Of course, Joseph Smith was not the only individual in the early American republic concerned with the restoration of ancient Christianity. An important strain of “restorationism” ran through many religious groups in the first half of the nineteenth century. Among many others, Alexander Campbell and his followers adopted a goal of the restoration of the “ancient order of things.”
Those interlinked ideas of apostasy and restoration led directly to a belief among nineteenth century Mormons that the beliefs they embraced was a continuation of the eternal gospel present on the Earth whenever there were righteous men. In earlier eras God’s followers had been a covenant people, raised above all others and rewarded by God for their faithfulness. Mormons of all eras have believed that they were nothing less than a chosen people as the ancients Israelites of old.
For the Mormons, they possessed the truth of the gospel and it was their responsibility to bring it to the rest of the world. That was true in the first generation of Mormonism, and it remains true to the present. In the fall of 1830 Joseph Smith sent his first far-reaching missionaries to the American West to preach to the Native Americans of Kansas, and while that effort proved less than successful a detour led by Parley P. Pratt to Kirtland, Ohio, netted Sidney Rigdon, a reformed Baptist minister, and virtually all of his congregation. The 2000 feature film, God’s Army, by writer/director/actor Richard Dutcher, attests to the continuing centrality of the missionary impulse in Mormon culture. And a key element of Mormonism’s message from 1830 to the present resides around apostasy and restoration.
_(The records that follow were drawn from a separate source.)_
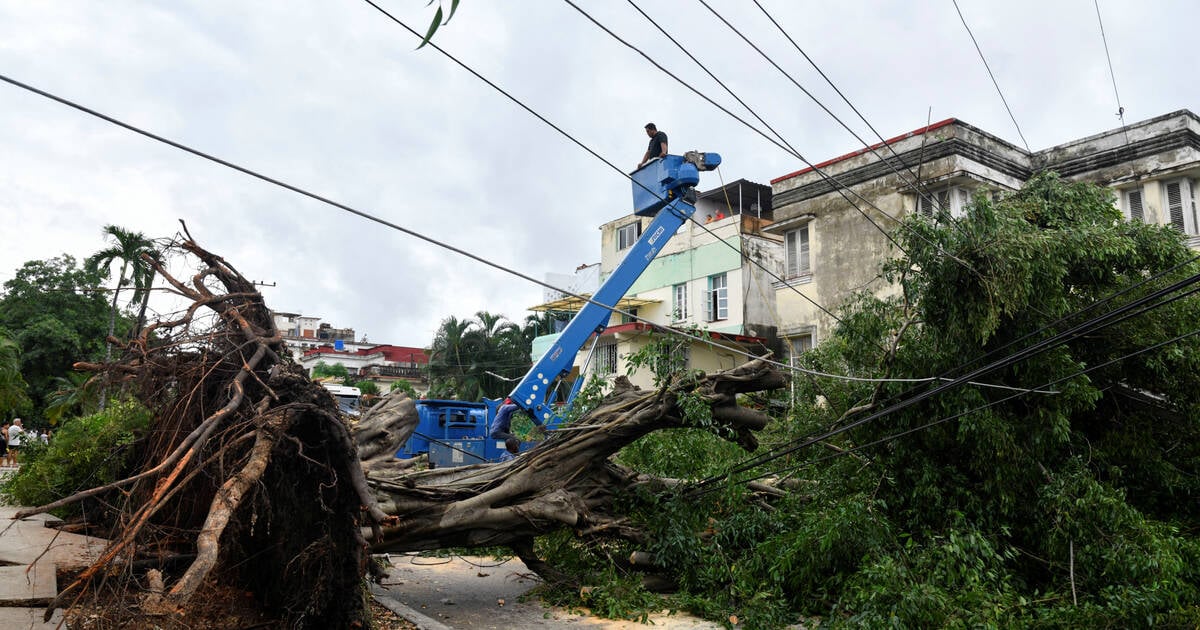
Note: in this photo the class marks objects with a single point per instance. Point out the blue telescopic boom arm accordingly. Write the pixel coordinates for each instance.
(665, 190)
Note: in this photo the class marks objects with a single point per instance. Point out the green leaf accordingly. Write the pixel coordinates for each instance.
(433, 28)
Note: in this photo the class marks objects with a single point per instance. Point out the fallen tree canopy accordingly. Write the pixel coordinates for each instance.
(249, 478)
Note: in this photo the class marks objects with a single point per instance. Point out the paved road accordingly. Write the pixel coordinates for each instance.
(467, 593)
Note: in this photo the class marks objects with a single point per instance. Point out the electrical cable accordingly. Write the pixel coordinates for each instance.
(955, 417)
(915, 185)
(1092, 325)
(1001, 93)
(841, 190)
(886, 144)
(1111, 72)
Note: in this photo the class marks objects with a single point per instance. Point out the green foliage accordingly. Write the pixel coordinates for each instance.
(76, 394)
(85, 453)
(57, 315)
(665, 355)
(474, 359)
(323, 370)
(1073, 509)
(607, 591)
(12, 385)
(403, 385)
(438, 21)
(131, 249)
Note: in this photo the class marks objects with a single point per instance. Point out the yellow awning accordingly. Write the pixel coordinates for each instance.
(575, 304)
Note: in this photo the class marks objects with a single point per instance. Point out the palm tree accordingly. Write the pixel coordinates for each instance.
(127, 247)
(467, 355)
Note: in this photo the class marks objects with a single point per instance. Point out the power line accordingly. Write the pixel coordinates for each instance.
(916, 177)
(1111, 72)
(1121, 313)
(975, 409)
(353, 210)
(369, 216)
(915, 185)
(1001, 93)
(838, 186)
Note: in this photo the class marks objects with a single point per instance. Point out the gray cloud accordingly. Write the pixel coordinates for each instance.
(335, 99)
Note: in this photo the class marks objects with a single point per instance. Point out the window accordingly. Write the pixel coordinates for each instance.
(1180, 203)
(1133, 207)
(627, 235)
(798, 346)
(606, 359)
(679, 303)
(953, 201)
(797, 252)
(717, 303)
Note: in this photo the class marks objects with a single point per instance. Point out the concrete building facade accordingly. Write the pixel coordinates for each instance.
(833, 250)
(702, 279)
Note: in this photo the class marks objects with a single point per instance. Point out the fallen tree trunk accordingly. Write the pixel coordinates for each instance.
(251, 474)
(567, 481)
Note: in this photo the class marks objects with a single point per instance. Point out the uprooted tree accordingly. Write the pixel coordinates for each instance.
(249, 477)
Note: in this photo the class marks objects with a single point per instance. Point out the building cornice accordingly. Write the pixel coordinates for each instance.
(907, 160)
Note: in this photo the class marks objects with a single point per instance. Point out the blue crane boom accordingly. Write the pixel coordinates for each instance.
(665, 190)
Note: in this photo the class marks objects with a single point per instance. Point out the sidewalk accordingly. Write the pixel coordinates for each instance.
(30, 556)
(472, 592)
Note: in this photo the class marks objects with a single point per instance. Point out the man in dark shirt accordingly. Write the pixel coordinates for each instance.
(502, 425)
(658, 147)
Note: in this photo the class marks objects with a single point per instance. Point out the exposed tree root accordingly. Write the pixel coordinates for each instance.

Early Latter-day Saints developed an ironclad proof text—passages of scripture used to prove a doctrine—to demonstrate the apostasy of the ancient Christian church and the restoration of God’s ancient law in the modern era. They proved remarkably inventive in making this case, using biblical texts and related theological treatises to accomplish the task. As only one example among many, in 2 Timothy 4:3-4, is states: “For the time will come when [members of Christ’s church] will not endure sound doctrine; but after their own lusts shall they heap to themselves teachers. And they shall turn away their ears from the truth, and shall be turned into fables.”
No less, Mormon believers accept the concept of a restoration of the gospel in the “latter days” before the tribulations foretold in the Book of Revelation (Isaiah 29:13-14, 24; Daniel 2:28, 44-45; Jeremiah 31:31-34; and Ezekial 37:26.) They would affirm, both in the 1830s and today, that new scripture would come forth out of the Earth to stand with the Bible as a witness of God and His work (Psalms 85:11 and Isaiah 29:4, 11-12, 18, 24.)
Mormons insisted that God ordained a new messenger, as He did with John the Baptist, to bring about this restoration, and that He would empower that prophet with the keys of priesthood sealing powers (See Malachi 3:1; Matthew 11:10.) That individual, of course, was Joseph Smith Jr.